Ma perché pochi accettano questo contatto? Il problema principale, considerata l’assenza di strade, è il trasporto della frutta dal luogo di raccolta al mercato. E così i contadini aderiscono all’illegalità, continuando la lavorazione della coca in pasta di coca che le organizzazioni criminali ritirano e raffinano in enormi capannoni adibiti a laboratori clandestini. I dati della White House Office of National Drug Control Policy riferiscono che la coltivazione di coca in Colombia è in continuo aumento. La capitale Bogotá non è direttamente coinvolta nella produzione o trasformazione della cocaina, ma ha un ruolo strategico come centro amministrativo e logistico. Al contrario, le città di Cali e Medellìn sono state sempre rivali nella produzione e nello smercio: Cali si è contraddistinta per i suoi collegamenti diretti alle aree rurali; Medellìn si è occupata della produzione ma anche dell’esportazione della cocaina in tutto il mondo.
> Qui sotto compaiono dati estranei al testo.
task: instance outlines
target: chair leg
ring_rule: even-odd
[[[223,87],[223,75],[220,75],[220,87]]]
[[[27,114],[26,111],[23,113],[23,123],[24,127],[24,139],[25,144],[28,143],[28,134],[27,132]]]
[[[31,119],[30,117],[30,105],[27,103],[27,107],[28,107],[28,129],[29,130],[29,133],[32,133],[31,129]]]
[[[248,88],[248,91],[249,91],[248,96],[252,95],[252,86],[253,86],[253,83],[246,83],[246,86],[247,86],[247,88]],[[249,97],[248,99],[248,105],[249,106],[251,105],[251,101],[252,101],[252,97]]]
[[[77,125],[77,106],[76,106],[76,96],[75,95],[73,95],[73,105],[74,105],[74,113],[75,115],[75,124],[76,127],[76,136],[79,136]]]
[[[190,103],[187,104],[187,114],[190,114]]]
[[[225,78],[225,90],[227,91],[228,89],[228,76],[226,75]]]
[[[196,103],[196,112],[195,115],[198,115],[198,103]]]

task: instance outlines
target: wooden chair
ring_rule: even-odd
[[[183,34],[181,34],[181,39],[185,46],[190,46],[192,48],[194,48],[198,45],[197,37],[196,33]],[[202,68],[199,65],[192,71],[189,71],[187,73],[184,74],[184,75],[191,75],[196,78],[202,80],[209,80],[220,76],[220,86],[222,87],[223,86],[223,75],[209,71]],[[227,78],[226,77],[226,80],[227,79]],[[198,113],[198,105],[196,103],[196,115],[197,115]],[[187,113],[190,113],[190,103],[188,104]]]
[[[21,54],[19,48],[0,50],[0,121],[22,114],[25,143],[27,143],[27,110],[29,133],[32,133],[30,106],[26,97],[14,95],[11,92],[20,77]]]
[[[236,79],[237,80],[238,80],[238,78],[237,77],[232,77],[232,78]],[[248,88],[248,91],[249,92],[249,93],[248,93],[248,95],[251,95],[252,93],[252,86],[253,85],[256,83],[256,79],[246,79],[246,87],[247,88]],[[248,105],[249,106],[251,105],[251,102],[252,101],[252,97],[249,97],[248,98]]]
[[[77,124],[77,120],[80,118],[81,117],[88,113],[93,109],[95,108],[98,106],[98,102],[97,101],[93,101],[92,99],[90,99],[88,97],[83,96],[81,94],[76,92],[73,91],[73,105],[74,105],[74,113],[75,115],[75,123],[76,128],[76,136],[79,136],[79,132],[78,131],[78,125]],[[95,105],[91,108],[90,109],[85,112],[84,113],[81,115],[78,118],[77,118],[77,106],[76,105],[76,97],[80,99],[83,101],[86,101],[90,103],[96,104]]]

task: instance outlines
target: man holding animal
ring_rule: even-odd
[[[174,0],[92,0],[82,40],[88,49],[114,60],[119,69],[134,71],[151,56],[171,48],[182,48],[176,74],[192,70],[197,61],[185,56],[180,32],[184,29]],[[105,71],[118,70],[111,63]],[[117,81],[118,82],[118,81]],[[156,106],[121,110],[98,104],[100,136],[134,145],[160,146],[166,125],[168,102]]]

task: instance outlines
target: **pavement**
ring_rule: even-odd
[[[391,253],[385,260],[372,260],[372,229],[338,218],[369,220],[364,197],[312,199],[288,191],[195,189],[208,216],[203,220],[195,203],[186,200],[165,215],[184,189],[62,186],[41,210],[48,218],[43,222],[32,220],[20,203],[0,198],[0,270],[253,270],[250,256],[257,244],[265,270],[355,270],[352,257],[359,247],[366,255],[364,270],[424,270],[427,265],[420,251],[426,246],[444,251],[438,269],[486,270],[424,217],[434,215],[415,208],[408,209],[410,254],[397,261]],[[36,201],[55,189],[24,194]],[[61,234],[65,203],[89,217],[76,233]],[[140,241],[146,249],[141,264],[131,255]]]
Ogni giorno ragazzi di tutte le età in cerca di denaro, decidono di collaborare con associazioni a delinquere e vengono utilizzati come esche per fare i lavori più pericolosi ed ignobili, come fattorini o sicari, finendo spesso per perdere la vita.

L’artista colombiano Fernando Botero (1932 – 2023) ha contribuito alla lotta contro la violenza e la brutalità, criticando la corruzione e rappresentando la sofferenza del suo popolo: un’opera particolarmente caratteristica è “El secuestro” che rappresenta una scena di prigionia. Nella tela le vittime aspettano la liberazione dai narcotrafficanti. Botero scuote la coscienza dello spettatore e lo induce a riflettere sulle sofferenze delle vittime in un Paese intrappolato tra violenza e corruzione. Il narcotraffico in Colombia, tuttavia, non potrà mai cancellare la forza di un popolo resiliente che, tra il caos sociale, continua a sognare, a lottare e a sperare in un futuro dove la libertà e la pace siano più forti di ogni droga, ogni traffico, e ogni ombra che ha oscurato la sua terra.